Styx was revered by the Olympians because she helped Zeus in his victory over the Titans, even though she was married to the Titan Pallas.  If an oath was sworn in her name, it bound the gods to their promise.  Ghosts floated over the gray waters, and corpses of those who had not paid their fare into the underworld floated along beside the boat of Charon, begging to be let on, as it carried the souls of those who did pay.  Charon was restricted from helping unpaid souls. 

When Psyche was sent to the Underworld on an untold mission by Venus, three women were deceivingly placed on the banks as Psyche got off the boat.  They pretended to weave clothing and asked for assistance.  Psyche resisted their persuasion and escaped the Underworld.  Orpheus and Aeneas were two others who had triumphed in crossing the river and rejoining the land of the living.  Aeneas was instructed by the Cumaean Sibyl to arrive at the Golden Bough so he could return from the Underworld. 

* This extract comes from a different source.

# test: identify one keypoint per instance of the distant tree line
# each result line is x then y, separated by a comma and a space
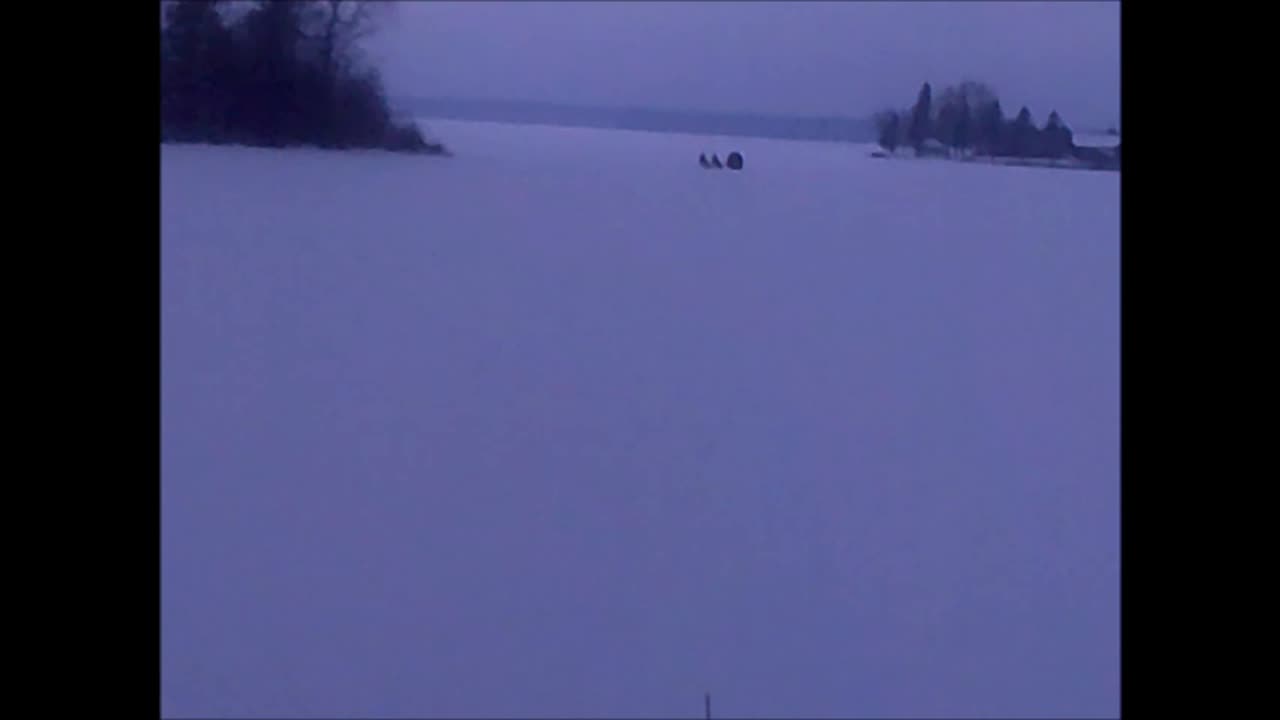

Extra Notes: The Ferryman, Charon

Charon was a rugged, elderly man who required a certain sum of money for every trip down the river in his ramshackle boat to the Underworld.  Any man stricken with poverty was forced to wander miserable, cold and aimless, on the banks of the river for eternity.  Bodies were usually buried with a coin under each eyelid in ancient Greece, to ascertain safe travels in the afterlife.  Charon was sometimes shown as a demon with wings that held a double hammer, and Dante, a medieval writer, told of Charon in his poem the Divine Comedy as the first being encountered on the trip to hell.